Dengan demikian, seorang mukmin dalam setiap gerak
langkahnya berada dalam pengawasan Allah, karena ia memulai pekerjaan dengan
membaca Basmalah. Hal ini merupakan
dorongan intern (dari dalam jiwa dan hati), sehingga mampu mengendalikan diri
dari dorongan ekstern (luar) yang tidak baik, seperti riya’ dan sejenisnya. Namun, kalaupun ada dorongan ekstern, itupun
dalam rangka menguatkan kesungguhan dan motivasi ke arah sidqul ‘azimah (kesungguhan azam).
Oleh karena itu, setiap mukmin ketika membaca Al-hamdu Lillahi Rabbil ‘Alamin hendaknya mengingat-ingat tak terbatasnya
anugerah dan kenikmatan yang telah Allah berikan kepadanya, serta terpikirkan
olehnya ‘bagaimana cara terbaik dalam mensyukurinya?’

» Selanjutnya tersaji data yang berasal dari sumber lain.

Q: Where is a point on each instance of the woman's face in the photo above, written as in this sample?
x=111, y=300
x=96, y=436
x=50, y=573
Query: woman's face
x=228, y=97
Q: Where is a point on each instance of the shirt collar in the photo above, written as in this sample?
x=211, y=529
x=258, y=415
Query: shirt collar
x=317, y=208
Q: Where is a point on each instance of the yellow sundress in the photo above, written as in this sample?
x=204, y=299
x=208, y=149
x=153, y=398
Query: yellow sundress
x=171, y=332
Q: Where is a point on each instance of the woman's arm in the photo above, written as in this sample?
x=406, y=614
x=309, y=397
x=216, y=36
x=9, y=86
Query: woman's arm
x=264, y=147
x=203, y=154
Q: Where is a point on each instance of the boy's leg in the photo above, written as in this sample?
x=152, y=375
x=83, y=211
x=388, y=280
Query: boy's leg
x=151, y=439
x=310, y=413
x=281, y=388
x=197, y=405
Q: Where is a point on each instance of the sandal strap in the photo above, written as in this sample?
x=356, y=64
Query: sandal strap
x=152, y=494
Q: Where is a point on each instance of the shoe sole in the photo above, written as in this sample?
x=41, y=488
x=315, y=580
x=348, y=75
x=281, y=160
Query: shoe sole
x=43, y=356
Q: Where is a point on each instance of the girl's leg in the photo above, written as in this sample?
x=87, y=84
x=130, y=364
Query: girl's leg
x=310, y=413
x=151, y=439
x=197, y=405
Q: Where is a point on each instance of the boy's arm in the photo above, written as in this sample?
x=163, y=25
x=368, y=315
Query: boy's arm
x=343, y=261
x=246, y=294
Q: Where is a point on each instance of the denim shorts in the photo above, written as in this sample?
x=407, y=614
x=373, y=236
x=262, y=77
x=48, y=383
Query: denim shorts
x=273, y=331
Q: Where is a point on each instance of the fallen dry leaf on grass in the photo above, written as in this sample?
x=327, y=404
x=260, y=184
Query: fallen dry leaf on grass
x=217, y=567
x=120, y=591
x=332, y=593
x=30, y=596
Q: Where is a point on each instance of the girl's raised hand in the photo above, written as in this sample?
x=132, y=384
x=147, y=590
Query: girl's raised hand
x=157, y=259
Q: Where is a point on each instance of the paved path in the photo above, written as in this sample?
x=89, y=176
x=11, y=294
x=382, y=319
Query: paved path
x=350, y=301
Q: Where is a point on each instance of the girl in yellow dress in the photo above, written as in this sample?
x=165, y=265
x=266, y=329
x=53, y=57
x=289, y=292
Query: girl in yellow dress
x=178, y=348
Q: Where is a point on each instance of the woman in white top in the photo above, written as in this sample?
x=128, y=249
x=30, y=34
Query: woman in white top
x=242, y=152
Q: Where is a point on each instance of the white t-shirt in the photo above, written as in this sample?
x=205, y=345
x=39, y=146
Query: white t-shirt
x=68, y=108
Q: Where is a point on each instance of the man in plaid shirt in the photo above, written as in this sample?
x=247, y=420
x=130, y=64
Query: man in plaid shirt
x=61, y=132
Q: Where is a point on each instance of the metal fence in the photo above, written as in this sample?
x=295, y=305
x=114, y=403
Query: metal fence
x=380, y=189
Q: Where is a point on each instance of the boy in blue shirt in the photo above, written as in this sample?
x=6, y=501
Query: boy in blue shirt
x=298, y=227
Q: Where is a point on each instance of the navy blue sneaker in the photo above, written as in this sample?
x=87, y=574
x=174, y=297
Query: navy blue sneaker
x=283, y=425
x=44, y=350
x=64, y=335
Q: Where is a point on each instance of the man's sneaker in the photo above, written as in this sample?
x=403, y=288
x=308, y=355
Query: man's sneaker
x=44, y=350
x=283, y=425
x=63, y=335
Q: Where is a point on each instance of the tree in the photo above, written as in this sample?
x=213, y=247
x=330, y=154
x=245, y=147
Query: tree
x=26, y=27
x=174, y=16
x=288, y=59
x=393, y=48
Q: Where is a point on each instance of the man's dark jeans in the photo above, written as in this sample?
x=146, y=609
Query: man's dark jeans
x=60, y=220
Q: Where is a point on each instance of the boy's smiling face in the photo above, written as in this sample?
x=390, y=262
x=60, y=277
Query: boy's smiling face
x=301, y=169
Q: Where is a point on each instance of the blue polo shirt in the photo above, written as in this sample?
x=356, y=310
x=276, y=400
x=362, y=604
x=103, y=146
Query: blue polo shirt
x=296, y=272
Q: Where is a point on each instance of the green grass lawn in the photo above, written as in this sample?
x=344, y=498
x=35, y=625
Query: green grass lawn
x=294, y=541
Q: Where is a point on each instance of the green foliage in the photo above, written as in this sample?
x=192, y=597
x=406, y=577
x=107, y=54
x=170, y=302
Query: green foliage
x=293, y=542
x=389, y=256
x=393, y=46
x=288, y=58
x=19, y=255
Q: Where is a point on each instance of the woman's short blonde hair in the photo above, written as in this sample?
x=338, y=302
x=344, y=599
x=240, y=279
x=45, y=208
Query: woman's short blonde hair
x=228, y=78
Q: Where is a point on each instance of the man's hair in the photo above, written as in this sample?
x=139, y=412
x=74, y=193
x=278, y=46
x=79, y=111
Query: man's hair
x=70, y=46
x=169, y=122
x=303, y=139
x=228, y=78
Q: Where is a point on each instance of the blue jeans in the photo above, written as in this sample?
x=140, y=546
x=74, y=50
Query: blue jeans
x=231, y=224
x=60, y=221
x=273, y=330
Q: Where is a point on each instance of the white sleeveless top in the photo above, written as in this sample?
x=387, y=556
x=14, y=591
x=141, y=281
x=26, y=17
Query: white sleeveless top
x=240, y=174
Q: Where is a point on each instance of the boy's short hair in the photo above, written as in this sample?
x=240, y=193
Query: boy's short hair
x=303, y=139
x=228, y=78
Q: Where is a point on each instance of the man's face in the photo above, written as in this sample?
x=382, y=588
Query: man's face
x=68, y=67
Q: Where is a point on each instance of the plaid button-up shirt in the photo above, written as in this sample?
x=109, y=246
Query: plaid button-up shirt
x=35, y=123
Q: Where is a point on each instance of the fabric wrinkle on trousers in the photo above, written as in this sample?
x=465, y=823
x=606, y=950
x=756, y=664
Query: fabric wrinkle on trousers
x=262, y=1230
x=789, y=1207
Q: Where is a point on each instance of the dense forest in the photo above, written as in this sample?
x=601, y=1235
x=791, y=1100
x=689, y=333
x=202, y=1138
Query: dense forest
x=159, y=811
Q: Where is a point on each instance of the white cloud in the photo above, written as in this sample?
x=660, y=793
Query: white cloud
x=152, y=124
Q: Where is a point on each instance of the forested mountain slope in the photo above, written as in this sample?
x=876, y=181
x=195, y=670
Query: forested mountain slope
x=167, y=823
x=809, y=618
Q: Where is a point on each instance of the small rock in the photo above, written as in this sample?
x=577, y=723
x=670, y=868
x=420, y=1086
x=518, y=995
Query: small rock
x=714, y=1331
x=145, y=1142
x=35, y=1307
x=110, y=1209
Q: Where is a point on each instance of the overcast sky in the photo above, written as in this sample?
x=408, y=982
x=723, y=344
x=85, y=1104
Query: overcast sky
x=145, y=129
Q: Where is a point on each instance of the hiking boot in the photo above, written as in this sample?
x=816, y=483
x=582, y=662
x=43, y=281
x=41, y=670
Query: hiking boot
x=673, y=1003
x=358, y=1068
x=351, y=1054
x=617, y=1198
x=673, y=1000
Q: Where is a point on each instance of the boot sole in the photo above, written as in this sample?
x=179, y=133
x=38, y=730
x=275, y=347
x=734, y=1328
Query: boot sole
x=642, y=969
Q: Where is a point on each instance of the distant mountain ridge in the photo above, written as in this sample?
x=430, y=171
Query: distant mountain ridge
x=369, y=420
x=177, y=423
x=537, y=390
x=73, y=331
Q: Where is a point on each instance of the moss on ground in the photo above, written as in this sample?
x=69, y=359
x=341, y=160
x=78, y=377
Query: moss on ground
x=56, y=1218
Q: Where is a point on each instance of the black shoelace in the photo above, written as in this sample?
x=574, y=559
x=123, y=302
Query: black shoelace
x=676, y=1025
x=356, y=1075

Rasa syukur tentu tidak cukup sekedar dengan syukur
lisan atau sekedar mengucapkan Al-hamdulillahi
rabbil ‘alamin, tapi bagaimana ia mampu mensyukuri melalui hati dan anggota
badan. Dari sini akan timbul satu tekad dalam dirinya: ‘Betapa malunya jika
saya masih saja menghiasi kehidupan ini dengan kemaksiatan, sementara tiada
henti-hentinya Allah mencurahkan rahmat-Nya kepada saya.’
Ia menyadari tatkala melihat anugrah Allah itu masih
tercurah pada seorang atau dirinya, padahal dirinya tetap melakukan maksiat.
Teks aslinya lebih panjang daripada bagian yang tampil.